Bosworth became a member of the Actors Studio in New York, studying under Lee Strasberg and alongside many of the great performers of Hollywood's Golden Age, including Paul Newman, Marilyn Monroe, Steve McQueen and Jane Fonda. Throughout the rest of the 1950s and into the '60s, she appeared in numerous Broadway productions, including Inherit the Wind and Small War on Murray Hill; on TV series including Naked City and The Patty Duke Show; and in films, most notably playing a nun opposite Audrey Hepburn in Fred Zinnemann's 1959 classic The Nun's Story. (On the same day that she was cast in The Nun's Story, Bosworth learned she was pregnant and then paid to have an illegal abortion.)

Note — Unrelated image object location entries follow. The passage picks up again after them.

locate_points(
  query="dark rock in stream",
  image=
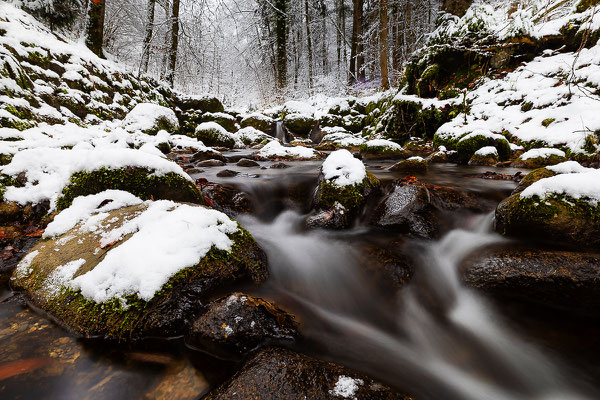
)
(225, 198)
(564, 279)
(227, 173)
(207, 154)
(246, 162)
(279, 166)
(210, 163)
(416, 208)
(279, 374)
(237, 324)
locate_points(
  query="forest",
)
(300, 199)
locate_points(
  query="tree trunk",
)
(148, 37)
(308, 45)
(281, 40)
(354, 44)
(95, 26)
(174, 43)
(324, 35)
(456, 7)
(383, 45)
(360, 56)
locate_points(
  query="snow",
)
(487, 151)
(346, 387)
(166, 238)
(497, 104)
(24, 267)
(542, 153)
(276, 149)
(84, 206)
(48, 170)
(387, 144)
(568, 167)
(145, 116)
(342, 169)
(583, 185)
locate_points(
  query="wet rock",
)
(485, 156)
(46, 276)
(210, 163)
(226, 199)
(557, 217)
(279, 374)
(415, 208)
(246, 162)
(10, 211)
(237, 324)
(411, 165)
(563, 279)
(337, 205)
(279, 166)
(207, 154)
(227, 173)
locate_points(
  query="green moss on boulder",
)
(141, 182)
(166, 314)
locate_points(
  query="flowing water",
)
(434, 338)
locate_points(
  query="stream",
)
(434, 337)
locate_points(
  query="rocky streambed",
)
(398, 289)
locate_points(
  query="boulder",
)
(150, 119)
(299, 124)
(140, 270)
(227, 121)
(343, 189)
(213, 134)
(257, 121)
(279, 374)
(539, 158)
(563, 279)
(381, 148)
(235, 325)
(556, 204)
(247, 163)
(486, 156)
(202, 103)
(225, 198)
(411, 165)
(469, 144)
(415, 208)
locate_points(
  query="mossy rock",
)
(379, 152)
(484, 160)
(345, 202)
(215, 136)
(411, 165)
(539, 162)
(469, 144)
(166, 314)
(299, 124)
(200, 103)
(258, 121)
(141, 182)
(227, 121)
(557, 218)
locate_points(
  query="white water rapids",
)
(437, 340)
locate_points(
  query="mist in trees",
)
(259, 51)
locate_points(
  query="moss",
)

In the 1960s, she decided to give up acting to focus on journalism, mostly of a show-business nature. She was a writer at New York magazine and The New York Times before becoming, during the ensuing decades, a writer and editor at Screen Stars, McCall's, Harper's Bazaar, Viva, Mirabella and, most notably, Vanity Fair, where Tina Brown hired her as a contributing editor in 1984.
She held that position through 1991 and then again, under Graydon Carter's regime, from 1997 through the end of her life. Her pieces were among the publication's most widely read and discussed, including a profile of Elia Kazan that brought her the Newswomen's Club of New York's Front Page Award.

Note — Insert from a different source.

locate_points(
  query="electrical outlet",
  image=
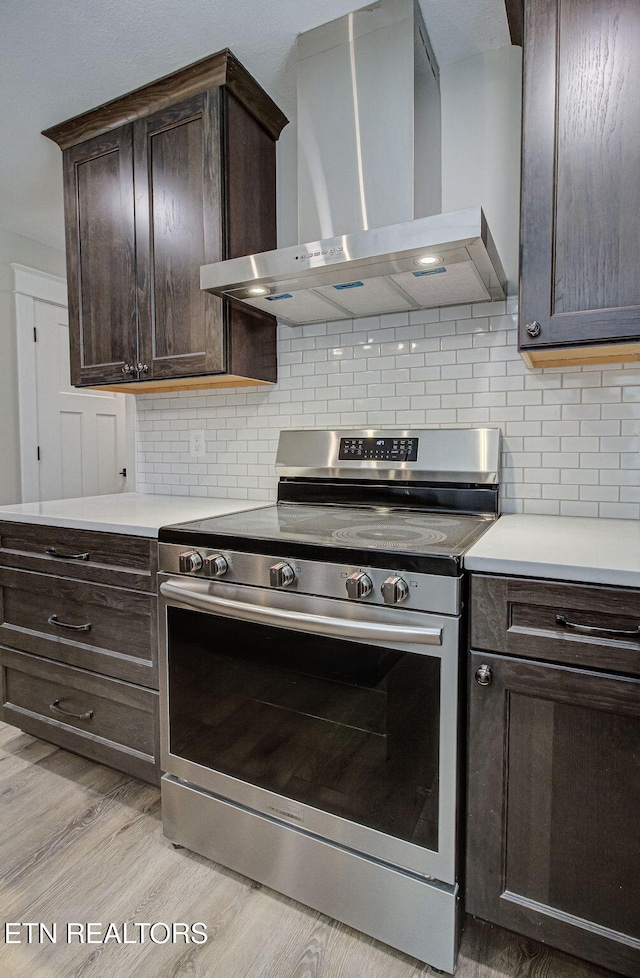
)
(196, 442)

Some of Bosworth's most acclaimed work was done in book form. She wrote best-selling biographies of Clift in 1978, Arbus in 1984, Marlon Brando in 2000 and Fonda in 2011.
As interesting as any of them were her own memoirs: 1998's Anything Your Little Heart Desires: An American Family Story and 2018's The Men in My Life: A Memoir of Love and Art in 1950s Manhattan.
She was predeceased by husbands Mel Arrighi (they were married 1966-86) and Tom Palumbo (2002-08). She had no children.